What would happen if we were to reduce the byelection period to 36 days? If in fact it did take 30 days, and clearly it can very easily take 30 days to go through the nomination, fundraising and team building processes, then the other parties would have less than a week to get themselves organized. There would only be six days left in the election campaign for those parties to try to affect the results.

All members of the House are aware of what goes into an election campaign. Signs must be printed. Offices have to be organized. Telephones have to be installed. Billboards have to be organized. Advertising time has to be purchased. All of these things having to be put in place in a 36 day period clearly puts the advantage in the hands of the government of the day.

Motion No. 6 calls for a sense of fairness and a sense of balance. Motion No. 6 must be supported by all members of the House. This motion will provide fair and balanced political competition for the important role of member of Parliament.

Many of the proposed amendments to this bill demonstrate clearly that collectively, with a minimal amount of partisanship, we are creating rules which are fair, balanced and, above all, equitable. Democracy will be protected through this process.

Isis Canada
Statements By Members

1:55 p.m.

Liberal

Reg Alcock Winnipeg South, MB

Mr. Speaker, one of the untold stories of the University of Manitoba is the existence of ISIS Canada. Part of the Canadian network of Centres of Excellence, ISIS Canada technology works to develop solutions to Canada's infrastructure problems.

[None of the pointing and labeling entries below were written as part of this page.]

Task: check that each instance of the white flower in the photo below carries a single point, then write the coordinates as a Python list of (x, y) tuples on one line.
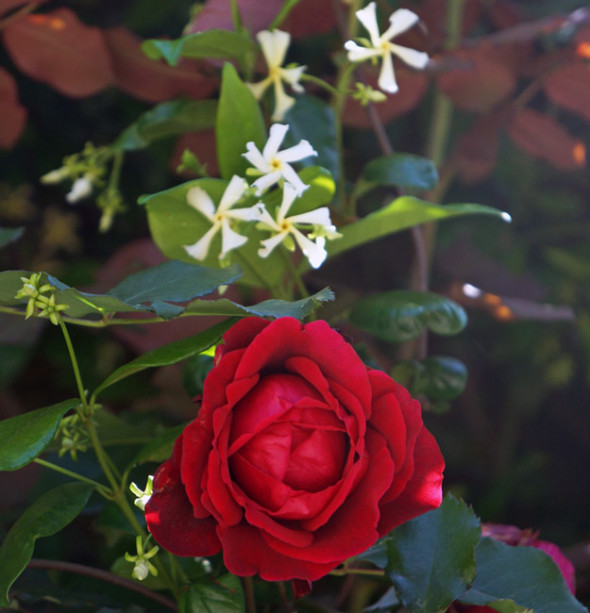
[(81, 188), (274, 48), (285, 226), (274, 164), (143, 496), (221, 218), (400, 21)]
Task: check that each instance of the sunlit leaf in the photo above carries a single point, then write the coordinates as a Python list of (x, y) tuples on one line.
[(401, 315), (239, 121), (24, 437), (525, 575), (49, 514)]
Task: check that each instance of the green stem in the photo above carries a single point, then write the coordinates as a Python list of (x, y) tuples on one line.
[(101, 489), (75, 367)]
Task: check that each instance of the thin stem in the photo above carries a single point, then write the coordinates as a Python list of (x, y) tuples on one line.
[(101, 489), (102, 575), (75, 367)]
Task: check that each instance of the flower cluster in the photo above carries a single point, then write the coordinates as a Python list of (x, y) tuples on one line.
[(271, 166)]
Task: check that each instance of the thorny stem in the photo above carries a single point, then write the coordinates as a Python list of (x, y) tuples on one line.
[(102, 575)]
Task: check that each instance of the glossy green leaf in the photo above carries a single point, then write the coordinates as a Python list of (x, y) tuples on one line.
[(401, 315), (431, 559), (150, 290), (160, 448), (398, 169), (166, 120), (267, 308), (49, 514), (223, 596), (313, 120), (9, 235), (209, 44), (168, 354), (24, 437), (239, 121), (437, 377), (401, 214), (524, 575)]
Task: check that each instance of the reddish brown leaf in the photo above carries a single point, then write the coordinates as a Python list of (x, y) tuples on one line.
[(308, 17), (480, 83), (58, 49), (153, 80), (569, 86), (9, 5), (412, 87), (541, 136), (477, 150), (12, 114)]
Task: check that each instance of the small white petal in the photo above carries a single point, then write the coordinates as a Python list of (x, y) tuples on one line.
[(274, 46), (318, 217), (401, 21), (368, 17), (200, 200), (81, 188), (233, 192), (258, 89), (268, 180), (302, 150), (356, 53), (277, 134), (313, 251), (269, 244), (415, 59), (255, 158), (229, 239), (289, 195), (293, 179), (283, 102), (200, 249), (387, 80)]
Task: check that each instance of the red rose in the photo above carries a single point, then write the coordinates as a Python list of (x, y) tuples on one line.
[(300, 456)]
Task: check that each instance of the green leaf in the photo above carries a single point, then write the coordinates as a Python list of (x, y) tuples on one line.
[(398, 169), (239, 121), (525, 575), (168, 119), (168, 354), (24, 437), (431, 557), (160, 448), (9, 235), (47, 515), (313, 120), (150, 290), (210, 44), (401, 315), (223, 596), (267, 308), (437, 377), (401, 214)]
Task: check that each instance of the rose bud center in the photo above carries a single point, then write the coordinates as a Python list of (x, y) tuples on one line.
[(287, 433)]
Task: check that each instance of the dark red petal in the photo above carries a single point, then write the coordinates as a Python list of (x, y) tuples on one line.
[(423, 491), (245, 553), (170, 518)]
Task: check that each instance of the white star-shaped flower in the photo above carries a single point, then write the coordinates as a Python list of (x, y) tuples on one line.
[(221, 218), (400, 21), (274, 46), (273, 164), (284, 227)]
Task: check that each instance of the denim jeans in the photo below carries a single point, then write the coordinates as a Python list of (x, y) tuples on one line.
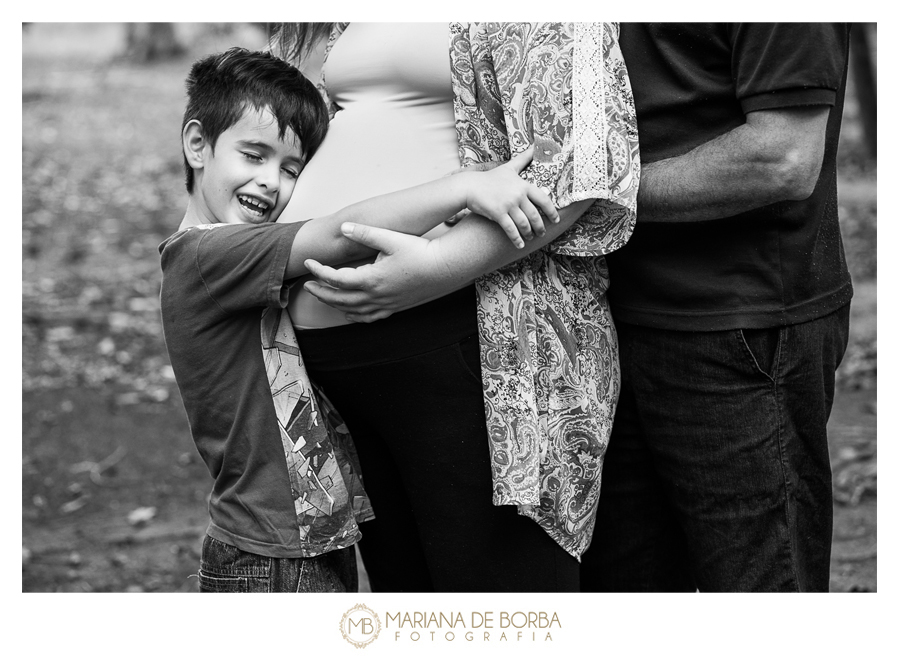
[(717, 475), (224, 568)]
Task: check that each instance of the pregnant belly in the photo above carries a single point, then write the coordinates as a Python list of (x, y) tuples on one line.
[(371, 149)]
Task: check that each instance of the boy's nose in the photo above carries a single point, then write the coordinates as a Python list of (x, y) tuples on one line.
[(268, 178)]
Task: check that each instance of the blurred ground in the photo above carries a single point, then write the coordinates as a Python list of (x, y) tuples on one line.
[(113, 493)]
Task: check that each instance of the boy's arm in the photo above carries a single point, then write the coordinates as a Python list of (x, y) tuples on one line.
[(412, 270), (499, 194)]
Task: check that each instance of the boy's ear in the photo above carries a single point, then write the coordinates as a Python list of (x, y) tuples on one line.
[(193, 142)]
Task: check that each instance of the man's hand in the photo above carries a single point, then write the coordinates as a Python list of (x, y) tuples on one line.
[(406, 273), (775, 156)]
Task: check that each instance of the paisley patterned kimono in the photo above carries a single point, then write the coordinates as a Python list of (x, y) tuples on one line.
[(549, 355)]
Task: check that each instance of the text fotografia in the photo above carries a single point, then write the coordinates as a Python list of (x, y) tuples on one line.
[(477, 626)]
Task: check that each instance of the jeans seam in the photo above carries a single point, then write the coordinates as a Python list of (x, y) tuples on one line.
[(300, 577), (792, 549), (753, 361)]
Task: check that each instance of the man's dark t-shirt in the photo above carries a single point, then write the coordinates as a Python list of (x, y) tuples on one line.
[(779, 264)]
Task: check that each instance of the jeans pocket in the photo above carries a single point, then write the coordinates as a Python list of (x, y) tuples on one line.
[(763, 345), (226, 568), (232, 584)]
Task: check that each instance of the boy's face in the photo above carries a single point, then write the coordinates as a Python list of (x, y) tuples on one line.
[(250, 176)]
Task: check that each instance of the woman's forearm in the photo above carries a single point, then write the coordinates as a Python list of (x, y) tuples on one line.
[(478, 246), (411, 270)]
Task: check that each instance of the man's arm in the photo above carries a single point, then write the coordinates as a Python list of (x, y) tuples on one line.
[(775, 156), (410, 270), (499, 193)]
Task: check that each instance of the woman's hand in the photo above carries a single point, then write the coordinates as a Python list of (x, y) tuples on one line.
[(513, 203), (410, 270)]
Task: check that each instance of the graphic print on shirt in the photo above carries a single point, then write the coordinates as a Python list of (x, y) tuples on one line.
[(324, 472)]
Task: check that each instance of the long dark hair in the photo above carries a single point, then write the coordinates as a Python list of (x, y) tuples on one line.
[(294, 41)]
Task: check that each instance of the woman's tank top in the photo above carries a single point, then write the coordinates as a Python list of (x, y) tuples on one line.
[(395, 128)]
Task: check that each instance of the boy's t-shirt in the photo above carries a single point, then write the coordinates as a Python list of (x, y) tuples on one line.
[(287, 480)]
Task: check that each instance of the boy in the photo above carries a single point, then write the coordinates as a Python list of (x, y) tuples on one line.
[(287, 496)]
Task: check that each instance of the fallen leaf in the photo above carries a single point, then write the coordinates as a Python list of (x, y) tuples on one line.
[(141, 515)]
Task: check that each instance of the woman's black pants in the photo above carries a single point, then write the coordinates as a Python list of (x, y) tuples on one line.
[(409, 389)]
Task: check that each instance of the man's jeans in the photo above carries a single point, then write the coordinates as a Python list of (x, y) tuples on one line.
[(717, 475), (224, 568)]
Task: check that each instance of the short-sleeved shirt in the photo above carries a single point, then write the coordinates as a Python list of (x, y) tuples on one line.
[(779, 264), (286, 476)]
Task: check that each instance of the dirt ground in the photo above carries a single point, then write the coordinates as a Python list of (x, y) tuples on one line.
[(113, 492)]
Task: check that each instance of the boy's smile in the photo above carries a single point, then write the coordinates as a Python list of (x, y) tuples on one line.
[(249, 177)]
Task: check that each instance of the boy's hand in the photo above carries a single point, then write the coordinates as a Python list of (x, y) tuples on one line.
[(514, 204)]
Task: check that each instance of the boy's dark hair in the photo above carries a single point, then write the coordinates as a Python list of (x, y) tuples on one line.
[(222, 87)]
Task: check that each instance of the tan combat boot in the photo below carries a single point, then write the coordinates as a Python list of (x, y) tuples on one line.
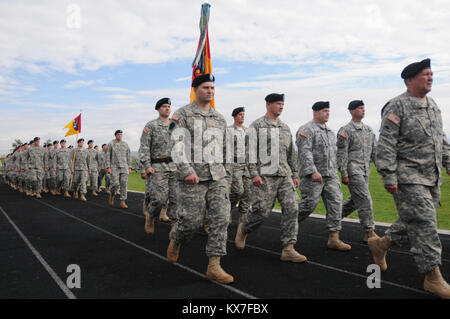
[(436, 284), (240, 238), (173, 251), (215, 272), (370, 234), (111, 200), (379, 248), (290, 254), (163, 216), (335, 243), (123, 204)]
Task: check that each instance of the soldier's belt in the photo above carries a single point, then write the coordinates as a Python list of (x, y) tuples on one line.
[(162, 160)]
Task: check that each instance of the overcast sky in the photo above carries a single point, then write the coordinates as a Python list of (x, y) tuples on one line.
[(120, 57)]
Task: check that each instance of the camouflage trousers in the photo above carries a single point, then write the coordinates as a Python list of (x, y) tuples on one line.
[(417, 225), (119, 178), (240, 189), (102, 174), (36, 178), (263, 198), (63, 178), (359, 200), (79, 181), (330, 191), (93, 179), (193, 200), (161, 192)]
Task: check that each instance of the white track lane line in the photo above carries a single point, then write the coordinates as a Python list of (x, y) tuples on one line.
[(39, 257), (235, 290)]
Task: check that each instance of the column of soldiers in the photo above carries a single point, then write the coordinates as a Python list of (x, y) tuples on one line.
[(186, 182), (33, 169)]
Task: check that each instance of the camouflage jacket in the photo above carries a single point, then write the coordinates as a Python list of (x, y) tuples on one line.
[(118, 155), (35, 157), (82, 159), (412, 146), (155, 145), (190, 117), (278, 133), (63, 158), (316, 145), (356, 148)]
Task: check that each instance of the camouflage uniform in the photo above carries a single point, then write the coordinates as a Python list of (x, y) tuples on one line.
[(102, 173), (118, 159), (63, 167), (94, 158), (35, 162), (278, 183), (212, 189), (240, 179), (317, 153), (411, 151), (154, 152), (81, 169), (356, 148)]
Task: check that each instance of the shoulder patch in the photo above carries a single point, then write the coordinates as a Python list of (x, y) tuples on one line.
[(394, 119), (343, 134)]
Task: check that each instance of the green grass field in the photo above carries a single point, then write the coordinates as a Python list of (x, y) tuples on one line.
[(383, 203)]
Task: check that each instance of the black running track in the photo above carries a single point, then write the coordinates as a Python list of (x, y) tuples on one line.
[(39, 239)]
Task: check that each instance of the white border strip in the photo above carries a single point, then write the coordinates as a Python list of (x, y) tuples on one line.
[(47, 267)]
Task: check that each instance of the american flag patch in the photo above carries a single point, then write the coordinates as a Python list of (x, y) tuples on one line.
[(394, 119)]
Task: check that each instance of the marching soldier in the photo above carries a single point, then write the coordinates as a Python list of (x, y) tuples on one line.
[(118, 165), (36, 166), (63, 168), (411, 151), (80, 171), (240, 181), (158, 168), (203, 181), (273, 180), (93, 167), (102, 172), (356, 144), (316, 145)]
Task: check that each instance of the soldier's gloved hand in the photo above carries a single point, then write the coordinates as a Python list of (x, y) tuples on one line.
[(257, 181), (192, 179), (393, 189), (345, 180), (316, 177)]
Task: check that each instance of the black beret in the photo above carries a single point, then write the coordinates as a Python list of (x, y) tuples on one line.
[(274, 97), (208, 77), (320, 105), (413, 69), (237, 110), (354, 104), (162, 101)]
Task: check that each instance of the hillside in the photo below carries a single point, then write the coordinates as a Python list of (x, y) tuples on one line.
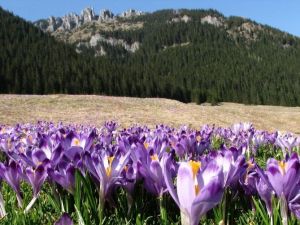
[(94, 110), (187, 55)]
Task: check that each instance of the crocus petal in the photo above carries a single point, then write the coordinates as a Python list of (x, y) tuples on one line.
[(65, 219), (166, 160), (275, 178), (208, 198), (185, 187)]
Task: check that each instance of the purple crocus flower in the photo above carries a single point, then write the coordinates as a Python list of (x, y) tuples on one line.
[(36, 177), (106, 170), (65, 219), (198, 190), (284, 178), (64, 175), (12, 174)]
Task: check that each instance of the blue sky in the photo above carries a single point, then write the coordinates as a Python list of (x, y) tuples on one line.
[(282, 14)]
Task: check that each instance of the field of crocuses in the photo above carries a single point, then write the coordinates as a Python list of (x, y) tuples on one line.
[(72, 174)]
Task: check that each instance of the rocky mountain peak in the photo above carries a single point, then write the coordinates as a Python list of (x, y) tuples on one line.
[(88, 15), (72, 20)]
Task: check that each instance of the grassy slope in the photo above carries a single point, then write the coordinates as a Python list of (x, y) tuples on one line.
[(127, 111)]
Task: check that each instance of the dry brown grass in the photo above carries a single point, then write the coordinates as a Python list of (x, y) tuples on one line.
[(148, 111)]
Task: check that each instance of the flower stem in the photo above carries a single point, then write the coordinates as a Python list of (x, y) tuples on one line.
[(163, 211)]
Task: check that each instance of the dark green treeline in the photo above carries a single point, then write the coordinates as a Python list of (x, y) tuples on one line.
[(184, 61)]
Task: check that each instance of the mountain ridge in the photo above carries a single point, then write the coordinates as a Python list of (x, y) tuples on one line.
[(187, 55)]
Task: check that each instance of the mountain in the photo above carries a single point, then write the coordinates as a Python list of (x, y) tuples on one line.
[(188, 55)]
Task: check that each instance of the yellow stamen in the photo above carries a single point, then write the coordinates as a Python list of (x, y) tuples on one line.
[(195, 167), (197, 189), (282, 165), (108, 170), (110, 160), (154, 157), (76, 142), (250, 165), (146, 145)]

Headquartered at the University of Manitoba, the ISIS network brings together researchers from universities in every province of Canada who are designing the new composite materials which will build the smart structures of the future.

Using carbon fibre for reinforcement and optical fibres for sensing, they are creating structures which are stronger, lighter, which last longer and which monitor themselves.

Thanks to the ISIS network, Canada leads the world in the development of this technology, a fact which will allow Canadian businesses to become leaders in a $900 billion global market.

This is only one of the many stories which can be told about the University of Manitoba, one of Canada's great universities.

Old Age Security
Statements By Members

1:55 p.m.

Bloc

Osvaldo Nunez Bourassa, QC

Mr. Speaker, in September, I invited the retirees and preretirees in my riding of Bourassa to attend a meeting to exchange ideas and information on the old age security system, where the new seniors benefit was discussed.

I wish to extend my warmest thanks to the 200 participants, and particularly to the AQDR of Montreal North and the Regroupement des personnes à la retraite CTM-FTQ. I listened to what my constituents had to say. They are very concerned and they raised several points the Minister of Finance would do well to look into, including preserving the universality of the old age security system, reviewing the tax system in favour of low income seniors, and maintaining the retirement age at 65.

I urge the government therefore to take into account the demands made by retirees and preretirees in reforming the Canada Pension Plan.

Communications
Statements By Members

November 25th, 1996 / 2 p.m.

Reform

Bob Ringma Nanaimo—Cowichan, BC

Mr. Speaker, I live on a small island on the coast of British Columbia. In common with my fellow islanders and hundreds of thousands of other rural Canadians, I can only receive two or three regular TV channels. We have no cable TV and no prospect of getting cable, but that is not our complaint.

Here is the problem. The air around us out there is filled with a cornucopia of good TV programs and movies but our government here in Ottawa says we may not receive those programs because it is illegal.

If a Canadian company were to make this programming available, my neighbours would be happy to buy Canadian but there is no such company. Therefore tens of thousands of rural Canadians

are being made to do without or break the law by receiving American signals.

It is just as wrong for the Canadian government to deny its citizens the ability to legally receive TV signals as it is for the Government of North Korea to dictate to its people what they will hear and see on radio and TV.